Holidays call for parties. Parties are always best when there are favors.

When you act like a lady, people treat you like a lady.

Going out for lunch is the best.

Going for a drive can help you take your mind off your problems.

Talk to children like adults.

Children like routine and boundaries, but try to be spontaneous once in awhile.

Furniture should not “match” and “suites” of furniture are indeed tacky. If you have antiques, they will not all be from the same period. It is okay to mix it up a little!

Hugging is good.

Children owe their parents nothing. They did not ask to be born. (She was the opposite of a Jewish mother.) Of course, this attitude makes you realize you owe your parents everything.

She was a bit of a snob, but she hated the expression “white trash”. No person is trash.

You never really know a person until you’ve walked around in their shoes for awhile.

Be Kind. Be kind. Be kind.

She must have been disappointed by my mean-girl persona at times, but I think she understood that it was a jungle at my private school. I remember once I complained about the girl who sat in the assigned desk in front of me (in first grade no less), who would turn around and put her “fat arm” on my desk. My mother said, “My heart bleeds for her.” I was surprised. There was no sympathy for me who had to put up with this unappealing girl. Of course, I immediately felt ashamed of my intolerance and I still cringe at the memory. I never liked that girl though.

My mother was not perfect and she taught me a few things which I had to un-learn over the years as well. But on the whole, she was a truly wonderful mother and I miss her every day.

MCC and siblings

What did you learn from your mother?

Here’s a lovely last-minute gift idea list from La Dolce Vita blog. Good ideas, but, no, I do not want to go see Baz Luhrmann’s The Great Gatsby with Leo.
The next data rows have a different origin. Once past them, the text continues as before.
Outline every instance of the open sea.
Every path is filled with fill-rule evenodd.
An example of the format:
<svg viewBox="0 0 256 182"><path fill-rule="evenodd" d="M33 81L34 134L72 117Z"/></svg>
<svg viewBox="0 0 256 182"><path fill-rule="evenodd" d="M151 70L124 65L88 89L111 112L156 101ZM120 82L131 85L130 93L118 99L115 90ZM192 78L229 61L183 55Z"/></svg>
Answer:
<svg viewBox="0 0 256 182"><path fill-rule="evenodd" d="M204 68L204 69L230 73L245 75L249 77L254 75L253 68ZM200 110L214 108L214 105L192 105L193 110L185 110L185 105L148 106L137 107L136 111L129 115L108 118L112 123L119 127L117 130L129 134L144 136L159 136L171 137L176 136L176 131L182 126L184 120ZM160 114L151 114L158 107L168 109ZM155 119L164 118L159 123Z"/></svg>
Happy Mother’s Day and read this quote–It kind of says it all:

*”She seemed to know, to accept, to welcome her position, the citadel of the family, the strong place that could not be taken. And since old Tom and the children could not know hurt or fear unless she acknowledged hurt and fear, she had practiced denying them in herself. And since, when a joyful thing happened, they looked to see whether joy was on her, it was her habit to build up laughter out of inadequate materials. But better than joy was calm. Imperturbability could be depended upon. And from her great and humble position in the family she had taken dignity and a clean calm beauty. From her position as healer, her hands had grown sure and cool and quiet; from her position as arbiter she had become as remote and faultless in judgment as a goddess. She seemed to know that if she swayed the family shook, and if she ever really deeply wavered or despaired the family would fall, the family will to function would be gone.”